Monday 31 October 2011

Azure, ACS & MVC3 Caution

I was about to write a Rob Conery style rant about how this quirk of MVC3, Azure and ACS has been annoying for the last week, but I'll keep it brief and to the point.
I have, what I believe, is a relatively common situation.

I'm building a site using MVC3 and Razor to be hosted on Azure.
I'm using Azure ACS to give me Google, Live, Yahoo and other Identity Provider options to access my site.

The problem I have is that when I bundle my MVC3/ACS solution to the cloud using the out of the box tooling, I hit a problem, in short when I attempt to access a restricted path on the site, the WIF/ACS logon redirect isn't fired and the user is sent directly to the target page, unauthenticated!

The steps I took were as follows:-

1. Create my MVC3 solution/project using the Internet Application template
2. Add an Azure project to my solution and then add a web role reference to the MVC3 project within the same solution.
3. Configure ACS to accept request from, and issue tokens to the instance running on my localhost
4. Use the Windows Identity Foundation Federation Utility to automatically update my web.config with entries required to use Azure ACS as my Identity Provider.
5. Add the following entry to web.config to force authentication when an attempt is made to access the account/signin page

So far so good.I fired it up locally and it worked a treat.
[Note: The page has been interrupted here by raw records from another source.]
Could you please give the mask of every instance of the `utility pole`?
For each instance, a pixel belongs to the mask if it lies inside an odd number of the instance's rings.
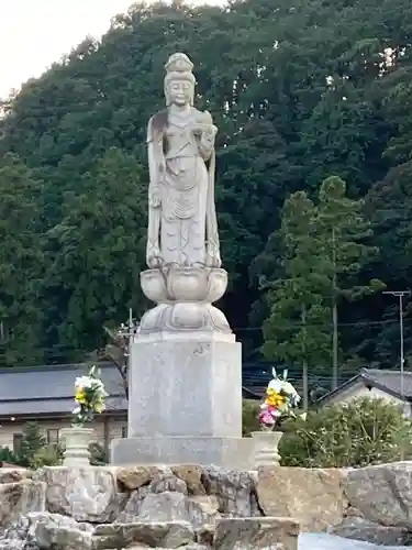
[[[404,400],[404,349],[403,349],[403,298],[411,296],[411,290],[387,290],[382,294],[388,294],[399,298],[399,332],[401,338],[400,355],[401,355],[401,397]]]

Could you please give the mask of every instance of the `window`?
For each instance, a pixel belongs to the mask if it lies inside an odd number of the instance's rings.
[[[57,444],[60,439],[60,430],[47,430],[47,443]]]
[[[23,433],[13,433],[13,452],[20,453],[22,448]]]

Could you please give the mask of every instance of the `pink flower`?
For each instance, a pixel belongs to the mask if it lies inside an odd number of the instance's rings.
[[[275,418],[270,414],[270,410],[263,410],[259,415],[259,421],[266,426],[274,426],[275,425]]]

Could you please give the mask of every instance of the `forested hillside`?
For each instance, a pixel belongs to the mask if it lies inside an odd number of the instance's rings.
[[[182,51],[220,129],[221,307],[245,358],[399,366],[381,289],[412,277],[411,41],[410,0],[135,4],[25,84],[0,119],[2,362],[81,359],[147,306],[146,123]]]

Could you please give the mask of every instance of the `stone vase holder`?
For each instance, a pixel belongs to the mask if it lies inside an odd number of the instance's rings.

I then added the configuration on the Azure ACS for my Azure hosted version of the solution, using the public facing URL.
Before deploying to Azure, you need to consider what is installed in the GAC on the target machine - in short, not a lot. To overcome this you need to bundle the MVC3 DLL dependencies into your bin folder - known as "Bin Deploying". This is a little clumsy, so there is a handy feature in MVC3 which packages the dependent binaries required on the Azure host.

To use this feature, right click on your MVC3 project and choose: "Add Deployable Dependencies". In the dialog select "ASP.NET MVC". This puts all of these tenuous dependencies in place. *Do NOT select "ASP.NET Web Pages with Razor syntax" - this is NOT what it seems.
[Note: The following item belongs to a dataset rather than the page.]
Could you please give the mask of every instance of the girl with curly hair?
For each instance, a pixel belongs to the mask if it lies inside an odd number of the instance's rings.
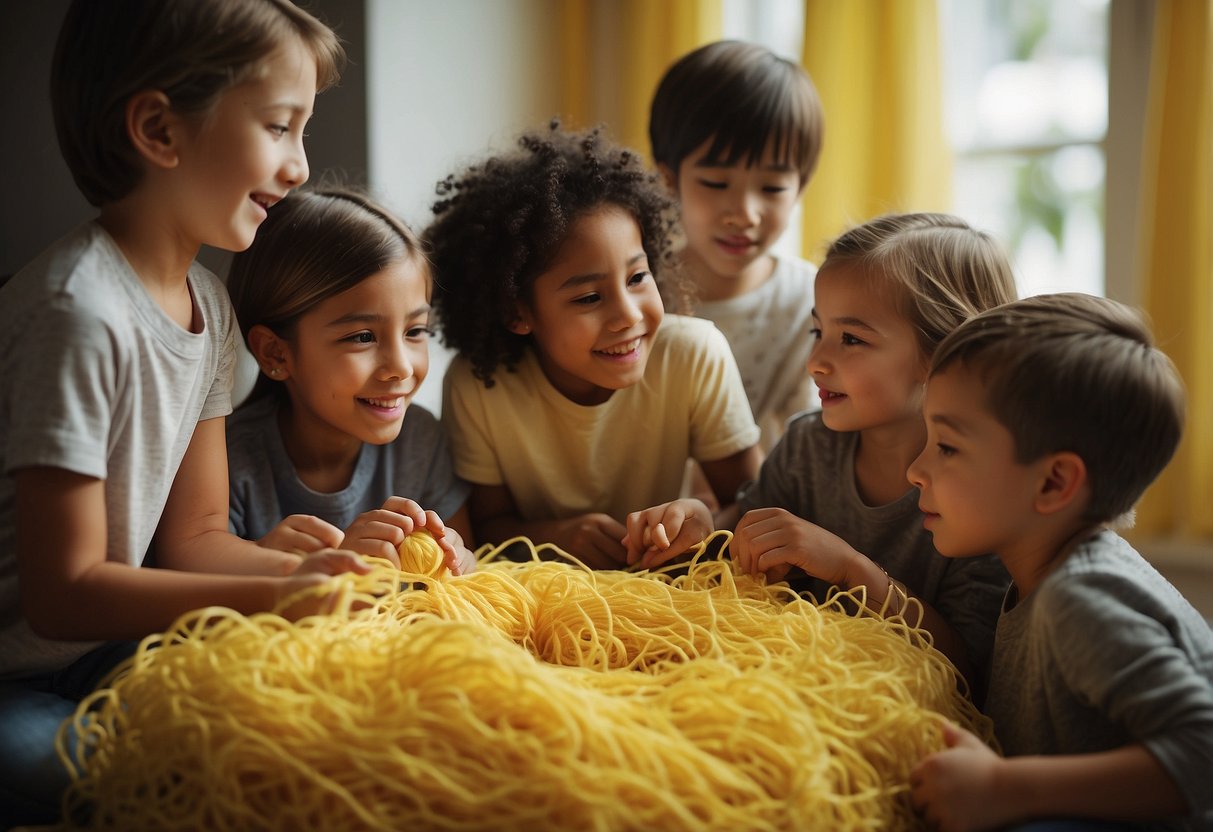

This will create/update a folder named _bin_DeployableAssemblies containing all of the non-GAC'd DLL's that you need. At compile time these assemblies are automatically copied across to you bin folder.

With the bin folder ready and the project deployed to the cloud, the ACS authentication simply doesn't kick in, so why?

I retraced my steps and through trial and error and some educated guesses found that the problem was with the _bin_DeployableAssemblies entries, specifically the WebMatrix.WebData dll: a security plugin that clashes with the Microsoft.Identity namespace

Once I knew what the problem was, it was then easy to find someone else who had blogged about this

Copied from this post...

What’s happening is that when you ~/bin deploy MVC and Razor, the Razor DLLs are auto-registering some pre-App_Start code to run (which I thought was a neat idea, until now). For the curious it’s WebMatrix.WebData.PreApplicationStartCode.SetupFormsAuthentication from WebMatrix.WebData.dll. If this assembly is not ~/bin deployed then this pre-App_Start code doesn’t run. This pre-App_Start code will force Forms authentication to be enabled (with the login URL at the aforementioned path) unless it finds config data telling it otherwise. Here’s the kicker: the absence of any config data is sufficient to enable this feature. You have to explicitly disable it (as described above). This is quite annoying.

I concur, annoying! Phil Haack has a good post on bin deploying assemblies.

*this is the key problem, to quote Phil Haack "When building an ASP.NET MVC application, you only need to check the first option. Ignore the fact that the second one says "Razor". ASP.NET Web Pages with Razor syntax was the official full name of the product we simply call ASP.NET Web Pages now. Yeah, it’s confusing.